The ongoing debate over graduate student unionization has shown that the proponents and opponents of a union have distinctly different job descriptions. The proponents are mainly instructors and teaching assistants. They are also primarily in the humanities and social sciences. Most researchers, on the other hand, find themselves opposing a union. Teaching assistants and research assistants have different concerns and different job situations.
For teaching assistants, work is nothing more or less than their source of income. Were they to strike for better pay, a union could replace a portion of that income while the strike continued. However, research assistants get more than income from their labors. Their academic progress is directly tied to their work. A union cannot grant a degree to a striking researcher.
Unlike the state, which finances teaching assistants, the companies and foundations that finance research assistants are free to take their money elsewhere.

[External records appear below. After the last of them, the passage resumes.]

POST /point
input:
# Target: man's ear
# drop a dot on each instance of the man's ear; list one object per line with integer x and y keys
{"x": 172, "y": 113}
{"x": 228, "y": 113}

If their money is being wasted during a strike, it may well evaporate, leaving research assistants without adequate funding.

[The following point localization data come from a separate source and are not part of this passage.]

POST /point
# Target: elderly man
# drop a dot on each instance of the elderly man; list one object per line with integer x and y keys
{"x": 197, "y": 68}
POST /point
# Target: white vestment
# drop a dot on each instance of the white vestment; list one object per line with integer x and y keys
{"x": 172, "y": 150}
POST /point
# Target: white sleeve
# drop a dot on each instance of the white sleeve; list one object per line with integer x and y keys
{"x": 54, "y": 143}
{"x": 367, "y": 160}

For these and other reasons, there are only four joint research and teaching assistant unions in the United States — all at schools providing worse pay and benefits than Minnesota. Unions that have been debated in recent letters, such as the one at Michigan, represent only teaching assistants.
That the Graduate Student Organizing Congress wishes to create a joint union seems puzzling. One of GradSOC’s external affiliates estimated its expenditures to date on this supposedly ‘grass-roots’ campaign for unionization at $250,000. This money has not swayed all graduate assistants. In particular, most resistance has come from research assistants and others in the physical sciences. Why would GradSOC and its affiliates pour so much money into a risky venture to create a joint union when they could much more easily unionize only teaching assistants, as most other unionized schools have? Because in the current system, graduate assistants in the physical sciences and engineering generally have higher pay rates than their liberal arts counterparts.
Research assistants have their own set of issues that they would press in the union leadership. The only thing research assistants bring to the table is higher wages that will provide increased dues, which the union could negotiate away in favor of raising the minimum pay across the board. As Darren Walhof pointed out in his April 1 letter, “Everyone at Michigan gets the minimum”.
My conclusion is that GradSOC and its external affiliates are not interested in what is best for graduate students as a whole. They could have pursued the teaching assistant union that they have been touting as such a huge success. The union could represent a single set of interests and not suffer the internal turmoil of antagonistic voting blocs. Instead, GradSOC is pursuing a bigger union, a plan that will bring poor results.
GradSOC and its affiliates are interested in power, not graduate students. They have displayed a Machiavellian approach to this issue, providing only select information twisted to support their opinions, not informed decision-making. Whether I support unionization or not (I don’t), I would be concerned about the integrity of those likely to assume power if a union were formed. I am voting against this union, both because it is not in my best interest as a teacher and researcher and because the union advocates have failed to gain my trust. They have lost the trust of others who have taken the time to talk with them and analyze their campaign.
Eric Nuxoll is a graduate student in chemical engineering and a member of Graduate Students Against Unionization.